Writing spatial photos

Create spatial photos for visionOS by packaging a pair of left- and right-eye images as a stereo HEIC file with related spatial metadata.

Overview

Spatial photos are High-Efficiency Image Codec (HEIC) files containing a pair of left- and right-eye images, together with a stereo pair group and additional spatial metadata. Spatial metadata describes properties of the left- and right-eye cameras that captured the stereo scene. Adding spatial metadata to a stereo HEIC prompts Apple platforms to consider the image as spatial instead of just stereo, and opts the image into visual treatments on Apple Vision Pro that help minimize common causes of stereo viewing discomfort.

To learn more about why you might want to package a pair of stereo images as a spatial photo and the metadata values you provide, see Creating spatial photos and videos with spatial metadata.

This sample app demonstrates how to use Image I/O APIs to convert two separate images into a spatial photo, saving the output as a HEIC file. The app’s SpatialPhotoConverter class performs this conversion process.

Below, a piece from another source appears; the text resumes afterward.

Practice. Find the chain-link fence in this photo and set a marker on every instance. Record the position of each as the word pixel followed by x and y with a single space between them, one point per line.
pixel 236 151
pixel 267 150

Configure the sample code project

To run the app in Xcode, add the input file locations, output file location, and spatial metadata for your images as arguments to the project’s scheme. Select Product > Scheme > Edit Scheme (Command-<), and add the arguments described below to Arguments Passed On Launch:

--leftImage (or -l) followed by a path to a local left-eye image file
--rightImage (or -r) followed by a path to a local right-eye image file
--outputImage (or -o) followed by the output path for the spatial photo, with a file extension of .heic (for example, ~/Documents/spatial_photo.heic)
--baseline (or -b) to provide a baseline in millimeters (for example, --baseline 64.0 for a 64mm baseline)
--fov (or -f) to provide a horizontal field of view in degrees (for example, --fov 80.0 for an 80-degree field of view)
--disparityAdjustment (or -d) to provide a disparity adjustment value as a fraction of the image’s width (for example, --disparityAdjustment 0.02 for a 2% positive disparity shift)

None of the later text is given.